According to the National Survey on Drug Use and Health (NSDUH), there were approximately 43.6 million adults in the United States with mental Illness (18.2% percent of all U. S. adults) in 2014. 3.3 percent of all adults surveyed in 2014 had both a mental illness and a substance use disorder (SUD). “Illicit drug use” for purposes of defining an SUD, included the nonmedical use of prescription drugs without a valid prescription or use “simply for the experience or feeling the drugs caused.” (Center for Behavioral Health Statistics and Quality (2015). Behavioral health trends in the United States: Results from the 2014 National Survey on Drug Use and Health (HHS Publication No. SMA 15-4927 NSDUH Series H-50)).

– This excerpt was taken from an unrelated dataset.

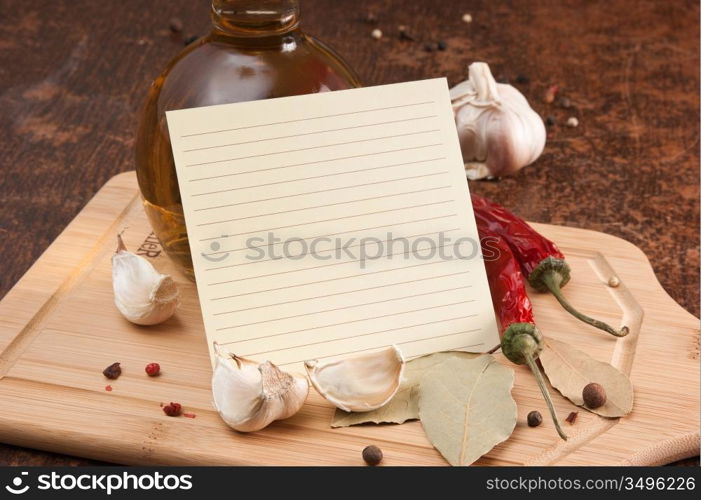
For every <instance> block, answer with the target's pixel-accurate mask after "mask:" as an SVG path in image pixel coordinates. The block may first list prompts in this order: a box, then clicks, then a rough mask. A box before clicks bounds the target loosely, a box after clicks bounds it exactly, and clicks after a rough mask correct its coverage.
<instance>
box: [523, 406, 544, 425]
mask: <svg viewBox="0 0 701 500" xmlns="http://www.w3.org/2000/svg"><path fill="white" fill-rule="evenodd" d="M526 419H527V420H528V427H538V426H539V425H540V424H542V423H543V415H541V414H540V412H539V411H538V410H533V411H532V412H530V413H529V414H528V417H526Z"/></svg>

In connection with the government’s push to halt the opioid epidemic, CMS issued a press release on March 29, 2016 that discussed the finalization of a rule that requires Medicaid and the Children’s Health Insurance Programs (CHIP) to provide greater coverage for mental health and substance use services. Prior to the October 3, 2009 implementation of the Mental Health Parity and Addiction Equity Act of 2008 (MHPAEA), private health insurance plans generally provided less coverage for mental health conditions than for medical or surgical conditions. The MHPAEA changed that by mandating that group health plans and health insurance issuers treat mental health or substance use disorder benefits in the same manner as other medical/surgical benefits. CMS’ final rule that requires Medicaid and CHIP coverage for mental health and substance use services to be similar to coverage for medical and surgical benefits is long overdue. HHS Secretary Burwell stated: “Today’s rule eliminates a barrier to coverage for the millions of Americans who for too long faced a system that treated behavioral health as an unequal priority.” She further noted that “This rule will also increase access to evidence-based treatment to help more people get the help they need for their recovery and is critical in our comprehensive approach to addressing the serious opioid epidemic facing our nation.” (CMS News for Immediate Release, March 29, 2016)
CMS’ final rule provides states with flexibility in their delivery of services while ensuring that Medicaid enrollees requiring these services have access to them. CMS’ current opioid utilization initiatives signal a strong commitment to halting the opioid abuse epidemic facing our nation. We will continue to keep you advised of further developments.